A gamete is not biologically a human individual, genetically nor otherwise.
A gamete is alive, its from a human, its human life.
You continue to argue in circular fashion.
Instead of reflecting on how we can validly apply the predicate human to a variety of beings you short circuit the process and say my designations are invalid because they are not human.
And they are not human apparently because no human DNA
Therefore the range of beings I apply “human” to is “sloppy” and “equivocal” according to you.
There is no logic here at all. Just a set position you do not reflect on.
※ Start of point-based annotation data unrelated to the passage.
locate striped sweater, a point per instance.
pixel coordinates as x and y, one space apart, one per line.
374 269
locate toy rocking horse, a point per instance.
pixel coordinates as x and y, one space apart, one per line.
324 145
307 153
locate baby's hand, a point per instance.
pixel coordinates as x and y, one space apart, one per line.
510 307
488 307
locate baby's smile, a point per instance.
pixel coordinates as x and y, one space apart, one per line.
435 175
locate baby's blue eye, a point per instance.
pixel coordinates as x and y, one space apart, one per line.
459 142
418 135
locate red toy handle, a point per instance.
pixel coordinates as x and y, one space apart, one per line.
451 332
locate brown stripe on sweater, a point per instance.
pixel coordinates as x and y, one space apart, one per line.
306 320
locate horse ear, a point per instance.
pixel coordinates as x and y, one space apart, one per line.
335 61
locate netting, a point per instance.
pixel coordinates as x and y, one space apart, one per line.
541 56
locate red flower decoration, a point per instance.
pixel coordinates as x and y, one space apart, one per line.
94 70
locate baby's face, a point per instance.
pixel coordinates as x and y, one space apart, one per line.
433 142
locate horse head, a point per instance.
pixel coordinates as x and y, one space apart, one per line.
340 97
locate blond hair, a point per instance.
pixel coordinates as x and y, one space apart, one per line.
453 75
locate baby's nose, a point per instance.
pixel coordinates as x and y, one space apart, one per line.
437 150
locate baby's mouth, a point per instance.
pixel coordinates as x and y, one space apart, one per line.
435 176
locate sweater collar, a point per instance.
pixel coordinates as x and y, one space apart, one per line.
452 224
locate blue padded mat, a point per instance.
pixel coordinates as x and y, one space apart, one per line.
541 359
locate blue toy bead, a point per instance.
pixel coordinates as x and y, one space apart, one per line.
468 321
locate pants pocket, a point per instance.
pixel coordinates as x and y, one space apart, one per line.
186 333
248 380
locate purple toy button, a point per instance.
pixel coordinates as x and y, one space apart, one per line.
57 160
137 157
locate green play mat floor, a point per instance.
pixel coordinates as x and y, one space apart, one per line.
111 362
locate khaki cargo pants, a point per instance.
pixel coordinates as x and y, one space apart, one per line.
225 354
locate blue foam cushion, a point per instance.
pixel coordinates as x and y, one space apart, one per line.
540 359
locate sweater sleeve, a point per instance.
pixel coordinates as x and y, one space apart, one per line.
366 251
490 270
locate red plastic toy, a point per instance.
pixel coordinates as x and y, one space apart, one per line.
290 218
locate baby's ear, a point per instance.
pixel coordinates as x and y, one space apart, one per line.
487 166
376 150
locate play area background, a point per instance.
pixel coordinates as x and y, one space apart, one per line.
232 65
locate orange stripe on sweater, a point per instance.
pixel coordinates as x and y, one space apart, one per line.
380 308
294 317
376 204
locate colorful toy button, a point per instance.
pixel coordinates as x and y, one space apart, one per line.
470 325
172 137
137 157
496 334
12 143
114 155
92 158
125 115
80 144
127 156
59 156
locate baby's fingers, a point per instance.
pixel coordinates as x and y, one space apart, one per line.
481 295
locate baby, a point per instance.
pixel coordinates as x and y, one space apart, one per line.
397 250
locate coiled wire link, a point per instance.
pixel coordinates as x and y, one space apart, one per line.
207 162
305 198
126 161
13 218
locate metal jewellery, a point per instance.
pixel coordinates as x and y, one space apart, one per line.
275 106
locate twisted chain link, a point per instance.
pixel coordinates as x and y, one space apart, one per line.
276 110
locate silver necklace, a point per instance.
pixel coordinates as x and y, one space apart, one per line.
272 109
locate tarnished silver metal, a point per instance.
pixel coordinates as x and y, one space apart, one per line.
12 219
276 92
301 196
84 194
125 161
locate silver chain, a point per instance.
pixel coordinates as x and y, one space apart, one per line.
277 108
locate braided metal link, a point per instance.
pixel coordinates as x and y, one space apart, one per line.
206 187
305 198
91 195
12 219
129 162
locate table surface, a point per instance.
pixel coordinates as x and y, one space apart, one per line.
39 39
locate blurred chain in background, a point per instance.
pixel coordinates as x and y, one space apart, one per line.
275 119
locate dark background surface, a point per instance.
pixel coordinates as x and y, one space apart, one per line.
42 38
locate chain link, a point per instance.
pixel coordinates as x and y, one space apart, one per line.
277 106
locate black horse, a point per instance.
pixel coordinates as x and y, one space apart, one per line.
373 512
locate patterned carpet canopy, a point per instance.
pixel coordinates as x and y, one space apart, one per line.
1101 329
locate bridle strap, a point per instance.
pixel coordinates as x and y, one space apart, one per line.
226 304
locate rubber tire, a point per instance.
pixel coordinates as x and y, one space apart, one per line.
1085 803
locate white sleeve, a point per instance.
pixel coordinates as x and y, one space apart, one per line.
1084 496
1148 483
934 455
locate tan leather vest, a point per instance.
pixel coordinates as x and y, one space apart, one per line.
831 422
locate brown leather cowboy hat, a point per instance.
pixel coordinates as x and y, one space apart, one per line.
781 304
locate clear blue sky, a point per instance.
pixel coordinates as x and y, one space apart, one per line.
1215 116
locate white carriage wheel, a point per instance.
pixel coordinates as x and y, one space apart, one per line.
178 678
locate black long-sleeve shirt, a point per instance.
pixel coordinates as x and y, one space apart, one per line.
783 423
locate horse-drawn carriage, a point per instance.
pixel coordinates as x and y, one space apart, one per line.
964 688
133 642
Have you ever had any serious training in philosophy?
I said “not ‘human’ in the sense of possessing a functional human genome”
I perfectly understand what you mean by “human”.
However you do not personally get to define what that word means.
In fact the Church traditionally defines “human” as a creature composed of a body and an intellectual spiritual soul. It still does as far as I am aware.
So you see there are many different definitions floating around out there.
You have sold your soul to but a recent scientific one without question.
You will find no magisterial statement clearly endorsing your somewhat simplistic view but I am willing to be corrected if you want to have a go.
"I said “not ‘human’ in the sense of possesumansing a functional human genome”, not that they couldn’t be called human at all. It is a bald fact that a gamete does not possess a functional human genome, and therefore lacks this sense of the term “human” that a somatic cell possesses.
You say tomateo I say tomarto. of course we will come to different conclusions.
I am not over-impressed with the dna hypothesis.
Sure, a zygote has full dna while a gamete and an independently living cell or a disembodied soul are less in that regard. But by other criteria the disembodied soul possesses more of what makes us human than a zygote. All these examples are human life but all are incomplete in different ways. They are incomplete forms of human life. I think that is more than analogous commonality.
You are again begging the question, and conflating different meanings and senses of the term “human”.
This is only because you are wedded to a different criterion for defining fully human.
If “fully human” requires fulfilment of criterion more than full dna your view falls apart.
So this is not equivocal usage as you have said, it is at least analogical usage, probably more than analogical.
No one here in this thread has questioned whether or not gametes are human life, including myself.
Surely we cannot progress to other uses of the predicate “human” if we cannot agree on valid use of the predicate human life". Clearly “human individual” means some further than human life.
Obviously an ear on a rat or a gamete is not a human individual. But then nor is an 8 celled zygote which is still capable of twinning and recombining. A individual does not do that. An individual will die if it is halved.